Carter’s, Inc., the largest branded marketer in the United States of apparel exclusively for babies and young children, reported its first quarter fiscal 2014 results.
-Net Sales $652 Million, Up 10%
-Total U.S. Direct-to-Consumer Sales: Carter's +11%, OshKosh +15%
-EPS $0.63, Down 8%; Adjusted EPS $0.73, Down 8%
First Quarter of Fiscal 2014 compared to First Quarter of Fiscal 2013
Consolidated net sales increased $60.6 million, or 10.3%, to $651.6 million. Net domestic sales of the Company’s Carter’s brands increased $45.3 million, or 9.9%, to $502.0 million. Net domestic sales of the Company’s OshKosh B’gosh brand increased $5.6 million, or 7.6%, to $79.1 million. Net international sales increased $9.7 million, or 15.9%, to $70.5 million.
Changes in foreign currency exchange rates in the first quarter of fiscal 2014 as compared to the first quarter of fiscal 2013 negatively impacted net sales in the first quarter of fiscal 2014 by $4.0 million. The Company's retail operations in Japan, which the Company substantially exited at the end of the first quarter of fiscal 2014, contributed $4.4 million in net sales in the first quarter of fiscal 2014, compared to $3.5 million in the first quarter of fiscal 2013.
Operating income in the first quarter of fiscal 2014 decreased $5.4 million, or 8.1%, to $61.5 million, compared to $66.9 million in the first quarter of fiscal 2013.
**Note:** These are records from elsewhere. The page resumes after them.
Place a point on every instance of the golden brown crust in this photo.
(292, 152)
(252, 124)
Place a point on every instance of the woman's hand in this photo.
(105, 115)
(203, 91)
First quarter fiscal 2014 operating income includes net expenses totaling $8.6 million related to the following: the amortization associated with the acquisition of tradenames; the office consolidation; the revaluation of contingent consideration associated with the acquisition of Bonnie Togs in 2011; the Hogansville, Georgia distribution center closure; and the Japan retail operations exit.
First quarter fiscal 2013 operating income included expenses totaling $9.5 million related to the office consolidation, the revaluation of the Bonnie Togs contingent consideration, and the Hogansville distribution center closure.
Excluding the net expenses noted above in both periods, adjusted operating income in the first quarter of fiscal 2014 decreased $6.3 million, or 8.3%, to $70.1 million, compared to $76.4 million in the first quarter of fiscal 2013. The decrease in adjusted operating income reflects increased retail, distribution, and information technology spending to support the Company's growth initiatives and higher product costs that were partially offset by improved pricing.